Il mostruoso Di Maria

San Paolo per una volta si colora di bianco celeste:  l'ondata argentina verso lo stadio brasiliano per sostenere la Seleccion di Alejandro Sabella  e dall'altra parte la svizzera multietnica di mister Hitzfield, qualificatasi seconda nel Gruppo E.

 Forse una delle migliori partite del mondiale, anzi, sicuramente è stata così data l'imprevedibilità delle azioni fino al 120' più recupero.  E’ la quarta gara su sette a continuare nei tempi supplementari.

 L'Argentina si presenta agli ottavi a punteggio pieno nel Girone F, evidenziando però qualche piccolo problema difensivo e d'impostazione di gioco, salvato sempre dal solito provvidenziale Messi  “El diez” .

 È proprio la pulce (come è chiamato Messi per la sua statura)  che fa l'assist a Di Maria con il solito spunto da fuoriclasse al 119' raccogliendo la palla recuperata su errore dello juventino Lichsteiner da Palacio.

 Il primo tempo  mostra la voglia di vincere della Svizzera che raccoglie due clamorose palle da gol da Drmic e il piccolo ma fenomenale Shaqiri. Ottimo il lavoro d'interdizione dei centrocampisti Inler e Behrami, capaci di spezzare il gioco mordendo gambe e pallone (forse qualche volta di troppo su Di Maria è Messi).

La Svizzera si presenta con i due centrocampisti del Napoli a fare manforte ai tre davanti , Shaqiri, Xhaka e Mehmedi , a supporto dell'unica punta Drmic. Formazione quasi speculare con Higuain supportato da Messi, Lavezzi e Di Maria.

 Il possesso palla nel primo tempo è nettamente di marca argentina, mentre la squadra elvetica cerca di tenere il campo e ripartire in contropiede. Due salvataggi di  Romero su Shaqiri e Lichtsteiner, al 28 tiene a galla la formazione Albiceleste. Da un ribaltamento di azione nasce la palla gol per Drmic al 38'. Lavezzi prova a sfondare in area ma la Svizzera riparte in contropiede;  l'attaccante in maglia rossa confuso dall'uscita incerta di Romero tenta un disastroso pallonetto bloccato senza problemi dal portiere del Monaco.

 Il secondo tempo si riapre sullo 0-0 e a formazioni invariate. L'Argentina attacca a pieno organico, cambia mentalità e prova a cambiare le sorti della gara, ma la Svizzera è sempre viva.

 Al 50' è proprio il centrocampista del Bayern Monaco Shaqiri a rendersi pericoloso con un calcio di punizione da posizione abbastanza defilata. È sempre Romero a salvare, questa volta un po' goffo ma efficace.

 Dopo un'ora di gara un lampo di Messi, finora spento dalla cerchia di difensori e centrocampisti che si creava attorno a lui appena toccava palla. "El diez" raccoglie una palla vagante fuori area, stop di petto e sinistro al volo, palla un soffio sopra la traversa.
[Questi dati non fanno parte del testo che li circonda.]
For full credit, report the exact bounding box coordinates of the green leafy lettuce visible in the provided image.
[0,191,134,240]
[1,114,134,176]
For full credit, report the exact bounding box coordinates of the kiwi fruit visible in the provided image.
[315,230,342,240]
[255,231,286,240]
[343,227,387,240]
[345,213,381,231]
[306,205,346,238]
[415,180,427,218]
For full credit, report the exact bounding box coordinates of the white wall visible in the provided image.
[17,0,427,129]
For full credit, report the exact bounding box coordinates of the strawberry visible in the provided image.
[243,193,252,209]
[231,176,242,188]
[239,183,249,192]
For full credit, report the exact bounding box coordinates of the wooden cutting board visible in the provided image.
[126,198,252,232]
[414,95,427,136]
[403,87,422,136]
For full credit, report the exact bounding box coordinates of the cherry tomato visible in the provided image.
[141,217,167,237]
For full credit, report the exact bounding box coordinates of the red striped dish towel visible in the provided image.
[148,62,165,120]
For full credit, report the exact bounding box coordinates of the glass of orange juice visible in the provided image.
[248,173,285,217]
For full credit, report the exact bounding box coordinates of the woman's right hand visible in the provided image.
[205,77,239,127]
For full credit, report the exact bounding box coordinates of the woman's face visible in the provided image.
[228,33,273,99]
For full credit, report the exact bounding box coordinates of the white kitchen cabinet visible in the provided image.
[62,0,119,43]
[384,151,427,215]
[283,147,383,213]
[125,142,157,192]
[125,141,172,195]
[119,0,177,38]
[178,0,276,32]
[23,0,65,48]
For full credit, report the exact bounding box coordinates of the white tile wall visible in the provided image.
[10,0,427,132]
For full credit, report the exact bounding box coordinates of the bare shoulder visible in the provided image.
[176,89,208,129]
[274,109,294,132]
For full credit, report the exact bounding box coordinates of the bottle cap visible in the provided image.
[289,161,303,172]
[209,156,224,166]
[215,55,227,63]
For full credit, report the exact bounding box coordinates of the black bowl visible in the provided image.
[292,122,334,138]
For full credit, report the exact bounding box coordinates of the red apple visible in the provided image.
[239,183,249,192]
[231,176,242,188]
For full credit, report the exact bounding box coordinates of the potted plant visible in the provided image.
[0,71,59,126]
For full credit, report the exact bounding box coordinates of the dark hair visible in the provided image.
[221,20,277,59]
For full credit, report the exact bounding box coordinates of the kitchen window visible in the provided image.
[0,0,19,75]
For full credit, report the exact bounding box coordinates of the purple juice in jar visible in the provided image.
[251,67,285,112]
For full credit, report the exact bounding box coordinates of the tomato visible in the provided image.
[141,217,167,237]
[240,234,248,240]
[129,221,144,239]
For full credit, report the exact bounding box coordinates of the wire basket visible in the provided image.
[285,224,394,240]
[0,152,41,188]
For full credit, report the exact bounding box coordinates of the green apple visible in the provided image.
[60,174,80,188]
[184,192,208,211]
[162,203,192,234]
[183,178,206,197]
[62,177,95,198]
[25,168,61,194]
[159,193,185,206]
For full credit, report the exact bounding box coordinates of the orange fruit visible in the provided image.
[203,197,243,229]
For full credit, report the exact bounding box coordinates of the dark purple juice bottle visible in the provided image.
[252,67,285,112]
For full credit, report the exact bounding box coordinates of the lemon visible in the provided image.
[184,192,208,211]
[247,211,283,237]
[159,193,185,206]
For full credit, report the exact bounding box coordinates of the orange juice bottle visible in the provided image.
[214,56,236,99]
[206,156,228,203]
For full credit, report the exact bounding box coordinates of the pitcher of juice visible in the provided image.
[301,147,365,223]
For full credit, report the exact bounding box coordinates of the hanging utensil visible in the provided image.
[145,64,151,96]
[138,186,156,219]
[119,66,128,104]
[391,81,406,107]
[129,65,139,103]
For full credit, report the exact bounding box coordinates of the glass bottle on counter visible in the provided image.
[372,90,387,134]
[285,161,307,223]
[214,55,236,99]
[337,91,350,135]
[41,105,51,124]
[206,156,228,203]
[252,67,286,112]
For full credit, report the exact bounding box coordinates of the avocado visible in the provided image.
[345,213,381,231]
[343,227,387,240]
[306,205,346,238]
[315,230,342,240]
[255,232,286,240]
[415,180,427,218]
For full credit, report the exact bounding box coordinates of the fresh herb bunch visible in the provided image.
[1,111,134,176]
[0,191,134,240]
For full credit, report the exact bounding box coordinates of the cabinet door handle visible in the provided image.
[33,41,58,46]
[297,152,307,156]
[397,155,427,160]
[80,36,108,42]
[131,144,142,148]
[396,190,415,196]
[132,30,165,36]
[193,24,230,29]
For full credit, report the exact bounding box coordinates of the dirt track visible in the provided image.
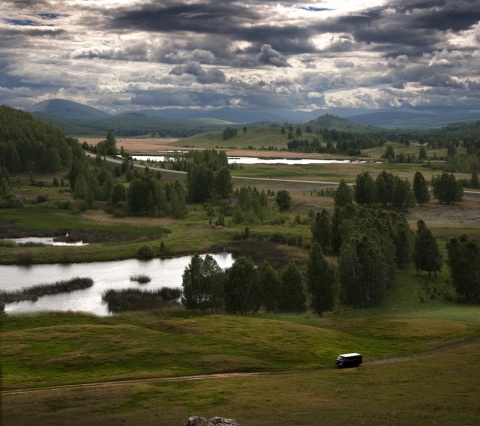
[0,340,480,396]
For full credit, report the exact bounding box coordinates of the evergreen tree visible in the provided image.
[413,172,430,206]
[307,243,337,317]
[224,256,260,314]
[257,260,280,313]
[333,179,353,207]
[187,163,215,203]
[415,220,442,276]
[447,234,480,302]
[215,166,233,199]
[339,233,394,308]
[275,189,292,211]
[312,209,332,253]
[432,172,463,204]
[375,170,395,207]
[392,176,415,212]
[182,254,225,311]
[354,172,375,206]
[278,261,306,313]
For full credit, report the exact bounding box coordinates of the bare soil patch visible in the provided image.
[407,194,480,227]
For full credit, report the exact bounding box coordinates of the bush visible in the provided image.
[37,194,49,204]
[130,274,152,284]
[137,245,153,260]
[13,251,33,266]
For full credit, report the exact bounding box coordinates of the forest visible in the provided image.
[0,107,480,316]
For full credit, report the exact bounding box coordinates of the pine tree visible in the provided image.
[278,261,306,313]
[415,220,442,276]
[413,172,430,206]
[334,179,353,207]
[257,260,280,313]
[307,243,337,317]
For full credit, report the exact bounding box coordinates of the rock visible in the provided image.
[185,416,240,426]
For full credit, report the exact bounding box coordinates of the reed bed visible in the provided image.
[130,274,152,284]
[0,277,93,303]
[102,287,182,313]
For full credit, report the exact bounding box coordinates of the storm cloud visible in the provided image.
[0,0,480,112]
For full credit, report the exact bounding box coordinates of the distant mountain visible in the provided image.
[349,109,480,129]
[305,114,375,132]
[25,99,110,119]
[140,107,318,124]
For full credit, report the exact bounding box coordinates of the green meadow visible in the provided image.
[0,129,480,426]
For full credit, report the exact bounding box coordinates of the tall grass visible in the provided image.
[102,287,182,313]
[0,277,93,303]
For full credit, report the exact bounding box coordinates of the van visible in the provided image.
[337,353,363,368]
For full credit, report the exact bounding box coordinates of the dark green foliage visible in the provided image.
[215,166,233,199]
[447,234,480,302]
[312,209,332,253]
[338,206,402,308]
[339,233,393,308]
[112,183,127,206]
[375,170,415,212]
[137,245,154,260]
[307,243,337,317]
[278,261,306,313]
[392,176,415,212]
[383,145,395,161]
[257,260,281,313]
[97,133,117,155]
[223,127,238,140]
[187,164,215,203]
[354,172,375,206]
[470,170,480,189]
[102,287,182,313]
[375,170,395,207]
[0,106,73,174]
[127,169,187,219]
[1,277,93,303]
[334,179,353,207]
[232,186,270,224]
[415,220,442,276]
[413,172,430,205]
[130,274,152,284]
[432,172,463,204]
[182,254,225,312]
[224,256,260,314]
[275,189,292,211]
 Il quattro volte pallone d'oro si prende la squadra sulle spalle e al 77' salta Behrami al limite dell'area e tira verso Benaglio che è bravo e reattivo a scattare per  terra e arpionare la palla.

 Tempi supplementari che consegnano le chiavi dei quarti di finali ai ragazzo di Sabella.  Al 119, allo scadere del secondo tempo, Palacio recupera palla a centrocampo strappandola a Lichtsteiner, la consegna a Messi (che non è mai una cattiva idea).  La pulce salta secco Dzemaili, allarga per Di Maria che di prima intenzione col sinistro, il suo piede preferito, appoggia sul secondo palo.

 Tutto ruota intorno a due errori; il terzino della Juventus che perde palla e fa ripartire l'Argentina al 119' e Dzemaili al 120' + 2 che di testa a tu per tu con la porta sguarnita prende palo e il rimpallo sullo stinco gli è sfavorevole consegnando la palla sul fondo.

 Questione di pochi centimetri, quasi millimetri: quelli che mancavano al numero 1 svizzero Benaglio per deviare la palla calciata da Di Maria valida per l'1-0 e per il passaggio del turno e quelli che mancavano per insaccare di testa la palla del centrocampista del Napoli allo scadere del tempo.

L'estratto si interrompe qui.